II. Dünya Savaşından sonra Almanya; Alman Federal Cumhuriyeti (Batı Almanya); Demokratik Alman Cumhuriyeti (Doğu Almanya) olarak ikiye bölünmüştür.

II. Dünya Savaşından sonra bilinen üzere Almanya; Alman Federal Cumhuriyeti (Batı Almanya); Demokratik Alman Cumhuriyeti (Doğu Almanya) olarak ikiye bölünmüştür.

Anlaşıldığı üzere ittifaklar Almanya’daki yönetimlerinde inandıkları ideolojiyi yürürlüğe koymuş, ‘’sistem ithal etmişlerdir’’.

Doğu ve Batı Almanya kavramları aslında yeni bir halk, kültür ve ideolojik sistem yaratma yarışından doğmuştur. Bu yarış bloklar için çok önemli olmuştur zira Alman Ulusu tarih boyunca her daim güçlü ve yüksek bir millet olmuştur.

Böylesine köklü temellere sahip olan bir halkı sistemlerinin saflarına çekebilmeleri büyük bir önem arz ediyordu fakat bunun altında daha da büyük bir yarış yatıyordu; Gerçek Almanya olabilme arzusu. Zira Gerçek Alman Kültürüne sahip çıkabilen devlet, Almanların gözünde meşruluğunu kazanacak, Soğuk Savaş için çok önemli bir dönüm noktası yaşanacaktı. Yani iki tarafta ‘’Almanya’yı Almanlaştırma’’ politikası içerisine girişti.

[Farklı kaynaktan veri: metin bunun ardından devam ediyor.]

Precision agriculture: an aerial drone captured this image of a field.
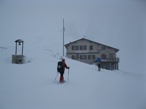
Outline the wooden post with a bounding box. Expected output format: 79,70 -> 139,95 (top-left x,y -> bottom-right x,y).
63,19 -> 65,56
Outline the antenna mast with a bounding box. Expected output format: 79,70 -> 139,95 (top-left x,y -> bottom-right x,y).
63,18 -> 65,56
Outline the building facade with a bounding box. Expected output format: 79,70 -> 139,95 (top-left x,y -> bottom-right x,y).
65,38 -> 119,70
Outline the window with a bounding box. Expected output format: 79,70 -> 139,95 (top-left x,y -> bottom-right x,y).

Gerçek Almanya’yı kim yaşatabilirse, soğuk savaşın galibi belki de o olacaktı zira Almanya bu mevzu bahis dönemin şah damarı, tampon bölgesiydi. Bu yarışta Doğu Almanya’nın çabalarını incelemek yararlı olacaktır çünkü ulusal bilincin ve otoritenin özgür bir ülke için ne denli gerekli olduğunu anlatan bir örnek olduğuna inanmaktayım.

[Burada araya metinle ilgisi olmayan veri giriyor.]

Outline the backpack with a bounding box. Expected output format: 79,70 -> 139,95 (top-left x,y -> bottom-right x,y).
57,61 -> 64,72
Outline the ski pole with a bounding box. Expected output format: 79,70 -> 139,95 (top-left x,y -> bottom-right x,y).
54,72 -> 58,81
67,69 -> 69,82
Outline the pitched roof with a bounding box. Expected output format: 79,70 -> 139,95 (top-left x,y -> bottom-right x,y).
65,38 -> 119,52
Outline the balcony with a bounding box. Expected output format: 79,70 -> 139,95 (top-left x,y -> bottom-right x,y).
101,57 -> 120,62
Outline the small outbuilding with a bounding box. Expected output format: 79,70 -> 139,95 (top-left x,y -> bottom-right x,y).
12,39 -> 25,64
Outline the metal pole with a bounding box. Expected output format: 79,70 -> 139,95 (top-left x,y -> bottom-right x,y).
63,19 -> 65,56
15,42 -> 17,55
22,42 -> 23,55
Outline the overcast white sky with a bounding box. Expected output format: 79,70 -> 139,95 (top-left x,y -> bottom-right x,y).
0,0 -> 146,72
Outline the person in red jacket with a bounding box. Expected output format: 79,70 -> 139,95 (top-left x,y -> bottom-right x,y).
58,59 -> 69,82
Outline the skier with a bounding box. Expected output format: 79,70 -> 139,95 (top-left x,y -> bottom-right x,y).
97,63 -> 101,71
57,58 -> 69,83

 Aslında bu mücadelenin ilk ve en net örneği askeriye alanında kendisini gösterir; Batı Alman Askeri Kuvveti yani ‘’Bundeswehr’’ kurulduğunda Alman Askeri Kültürüne dair hiçbir şey içermiyordu, Amerikan Ordusundan hallicelerdi. Fakat Sovyetlere baktığımızda Prusya Askeri Kültürünü taşıyan üniformalar, rütbeler ve disiplin sistemini korumuşlardı.

 Almanlar için çok önemli olan bu kültürü yaşatmışlardı. Paralarda, eğitim müfredatında ve daha birçok alanda Alman Düşünürler bizzat öne çıkıyordu, ulusu kendi kültürlerinden uzaklaştırmak gibi bir niyetin ortada olmadığı açıktı, aksine onları ‘’sözde’’ özlerine döndürmeye çalışıyorlardı. Fakat burada bir aldatmaca bulunmaktadır, Sovyet aklının öne çıkardığı bu tarihsel figürler Hegel ve Marx gibi, sadece kendi dünya anlayışlarına uygun isimlerdi yani bu spekülasyonun vardığı nokta oldukça siyasiydi.

Burada ‘’Sahici Alman’’ olma arzusundan ziyade ‘’İstediğimiz Alman’’ olma arzusu kendisini öne çıkarmaktadır. Aynı durumun Liberal varyantını Batı Almanya’da görüyoruz, değişen şey sadece dünya görüşleriydi, yol ve yordam daima aynıydı.

 Yaklaşık 41 yıl boyunca bu iki ideoloji arasında çekiştirilen Almanya’dan öğrenmemiz gereken çok mühim bir şey var; kendi topraklarımızda özgür olamazsak bir ideolojinin güdümünde kuşaklarımızı kaybederiz. Bir güdüm devleti iken ‘’kendi kültürümüzü’’ yaşamak örnekte görüldüğü üzere imkânsızdır.

Kültürler keskin ideolojik hatlara sahip değildir zira kültürler ideolojilerle ilintili değildir. İnsanla, erdemle ve ahlâkla ilgilidir. Bizi bir bloğun ve fikrin güdümü olmaktan kurtaran atalarımıza selâm olsun.